Thursday, August 9, 2012

Ciudadanos en cierne: la ilegalidad


Ciudadanos en cierne: la ilegalidad

Héctor Aguilar Camín

México es un adulto electoral y un bebé ciudadano. Quien analice las últimas elecciones descubrirá que este país, tanto tiempo paraíso del fraude, tiene un electorado inteligente que ha ido destruyendo los poderes sin contrapeso de la costumbre nacional, para pintar un mapa de poderes competidos, gobernantes sin mayorías absolutas, partidos con distinto peso regional.
 


Hay pocas dudas del buen instinto y la inteligencia de ese electorado. En muchos sentidos, es un colectivo ejemplar. Una paradoja profunda de la cultura política mexicana es que ese mismo colectivo, impecable en materia electoral, es un menor de edad en otros ámbitos de una ciudadanía democrática. No cree en la ley, no apoya a la autoridad, espera del gobierno más de lo que le da. Su memoria histórica rebosa de pobres lecciones democráticas, glorifica la violencia, la derrota, el victimismo y la desconfianza.


El compromiso de la ciudadanía mexicana con la legalidad es bajo. Tiene tendencia a ver las leyes como un espacio de negociación antes que como un marco de obligaciones específicas que hay que cumplir.


La ilegalidad organizada tiene capacidad de negociación política. Quien viola la ley siente que está en lo correcto y defiende su ilegalidad como un derecho. Si resiste con eficacia, se vuelve interlocutor de la autoridad. De culpable, el infractor pasa a demandante, acaba volviéndose aliado político.


Convertidos en un colectivo, los ciudadanos defienden su parcela de ilegalidad hasta volverse parte del sistema político. Son ciudadanos ilegales con plenos derechos. La autoridad prefiere negociar por encima de la ley a reprimir aplicándola. Se corporativiza el delito, se diluye la autoridad.


La sociedad adquiere un nuevo paisaje: el de los delitos colectivos tolerados. La comunidad ilegal organizada se vuelve parte de la ciudadanía legítima. La tolerancia y la negociación se vuelven formas de la impunidad.


La violación continua del estado de derecho propicia una legitimidad torcida. Los ciudadanos que cumplen la ley tienen que preguntarse: ¿no es más rentable violarla? Alguien puede ir a la cárcel por no pagar impuestos.
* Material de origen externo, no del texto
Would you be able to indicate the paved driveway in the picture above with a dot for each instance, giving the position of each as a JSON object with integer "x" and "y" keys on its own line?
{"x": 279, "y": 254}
Otros, por no pagarlos, se vuelven interlocutores de la autoridad. No solo no pagan por su infracción, ganan con ella.


La tolerancia a la ilegalidad, la incapacidad de cumplir la ley, no puede conducir sino a la inseguridad pública.


La cultura de la tolerancia a la ilegalidad es la hermana menor del mayor azote que tiene la vida pública en materia de procuración de justicia: la impunidad, piedra de toque de los delitos en todas sus formas.